ABD Başkan Yardımcısı Biden’ın Bağdat’ta askerlerine konuşurken söylediği sözlerle Başbakan Davutoğlu’nun Katar yolculuğunda gazetecilere söylediği sözler aynı günkü medyada yer aldı. İşte Biden’ın sözleri:
“ABD Başkan Yardımcısı, “Bugün barışı sağlamaya çalıştığımız tüm yerleri düşünün. Sizi gönderdiğimiz tüm yerleri. Bunlar tarihte suni sınırlar çizdiğimiz, birbirinden tamamen ayrı etnik, dini, kültürel gruplardan suni devletler yarattığımız, ‘Bunu alın. Birlikte yaşayın” dediğimiz yerler”
Ve işte Davutoğlu’nun sözleri:
“Arap Baharı büyük bir şans doğurmuştu. Bu şans maalesef Esed rejiminin gayri insani suçlarının mukabele görmemesi ve Mısır darbesiyle rüzgar değişti. O büyük ümitler sarsıldı. ‘One Minute’ ile Sayın Cumhurbaşkanımızın nasıl ses getirdiğini düşünün. Arap Baharı’nın yok edilmesinin gerekçesi de bu ilgiydi. Türkiye’nin bir başarı hikayesinin tekrar etmesinden korktular. Bölgedeki statükocu aktörleri güçlendirerek bunu yaptılar, bu bazen Esed oldu, bazen Sisi. Tarihin akışı geciktirilebilir ama durdurulamaz. Gün gelir Kutû’l Amâre ruhu kazanır. “
Biden, örtülü olarak Sykes - Picot’yu eleştiriyor ama yeni projelerin yeni bölünmeler niteliğinde olacağını söylüyor. “Orada sun’i olarak bir araya getirdiklerimize de ayrı devletler kuralım” gibi bir yaklaşım. Hürriyet, Biden’ın sözlerini “Irak bölünürse ne olur?” diye manşete çekmiş.

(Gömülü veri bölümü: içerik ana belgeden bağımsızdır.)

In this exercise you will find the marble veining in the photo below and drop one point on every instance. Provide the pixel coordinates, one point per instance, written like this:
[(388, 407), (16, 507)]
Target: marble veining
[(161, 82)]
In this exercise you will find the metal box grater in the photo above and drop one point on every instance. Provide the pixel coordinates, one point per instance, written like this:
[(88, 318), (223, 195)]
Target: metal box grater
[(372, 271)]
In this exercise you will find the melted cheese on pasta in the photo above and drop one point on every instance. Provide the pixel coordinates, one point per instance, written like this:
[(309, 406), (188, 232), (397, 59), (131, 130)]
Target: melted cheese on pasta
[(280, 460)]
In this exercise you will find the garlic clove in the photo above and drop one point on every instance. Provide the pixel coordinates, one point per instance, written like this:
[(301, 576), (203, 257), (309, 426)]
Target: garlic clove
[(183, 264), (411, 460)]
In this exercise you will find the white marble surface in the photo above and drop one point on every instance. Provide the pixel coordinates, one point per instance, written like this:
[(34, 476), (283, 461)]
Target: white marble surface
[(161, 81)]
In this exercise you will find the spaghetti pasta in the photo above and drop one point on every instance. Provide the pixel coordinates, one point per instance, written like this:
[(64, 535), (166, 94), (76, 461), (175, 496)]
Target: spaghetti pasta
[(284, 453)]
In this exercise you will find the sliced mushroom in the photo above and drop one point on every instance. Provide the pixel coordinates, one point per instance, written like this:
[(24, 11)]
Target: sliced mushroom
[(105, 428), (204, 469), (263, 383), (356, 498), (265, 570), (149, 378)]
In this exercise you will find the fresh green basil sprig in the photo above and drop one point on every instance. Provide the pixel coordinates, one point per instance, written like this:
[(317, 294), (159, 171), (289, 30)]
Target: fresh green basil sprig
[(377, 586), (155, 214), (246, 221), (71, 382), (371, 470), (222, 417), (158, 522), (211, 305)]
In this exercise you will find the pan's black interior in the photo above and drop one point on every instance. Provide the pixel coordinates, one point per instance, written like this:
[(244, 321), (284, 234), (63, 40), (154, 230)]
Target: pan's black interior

Biz ise, 100 yıllık parantezin kapanmasından, İslam dünyasında İslam dünyası olarak bir bütünleşmeyi kastediyoruz.
Davutoğlu, Kut’ül Amare’yi İslam coğrafyasının çok farklı etnik (mesela Türk, Arap, Kürt vs), dini (mesela Keldanilerden söz ediyor), mezhebi (mesela Sünni- Şii dayanışmasını kastediyor) gruplarının mesela Bağdat’ı savunmak için omuz omuza vermesi (bir tür Çanakkale’de İstanbul’un savunulması gibi) olarak anlıyor ve “Omuz omuza verirsek emperyalistleri yeneriz” gibi bir yaklaşım sergiliyor.
Ne diyor Davutoğlu:
“Arap Baharı bir şanstı.”
Olmadı, sonuç alınamadı. Ne oldu? Davutoğlu’nun sözlerinin devamına bir daha bakalım:
“Mısır darbesiyle rüzgar değişti. Türkiye’nin başarı hikayesinin tekrarından korktular, bölgedeki statükocu aktörleri devreye soktular...” vs.
Hiç şüphesiz İslam coğrafyasının “Normal”ini bulması büyük bir dönüşümü gerektiriyor. Türkiye Başbakan’ını 1961’de astı, Mısır Cumhurbaşkanı için 2015’te idam istiyor. “Tarihin akışı değiştirilebilir ama durdurulamaz.” diyor Başbakan. Bu ve benzeri sözler yüreğimizdeki ümit. Ama bir yerde de hesaba ihtiyaç var. Kuvvet muhasebesine. Hala “Statükocu aktörler” buluyor Sykes - Picot’nun icracıları. Hala Biden’ın “Daha çok bölünme” vaadinin taliplerini bulmak zor değil bu coğrafyada. Herkes kalbi ile hareket etmiyor.
Şu sıralar açık oynuyoruz.
“Yedi düvel”e karşı açık oynuyoruz.
Allah yardımcımız olsun!
“Türkiye’nin başarı hikayesi” devam etsin. Allah’a şükür ki “Güney sınırlarımıza karşı yürütülmek istenen operasyonu” bertaraf edecek güce sahip olduğumuzu gösterdik. Dileyelim Türkiye’nin ayağına taş değmesin.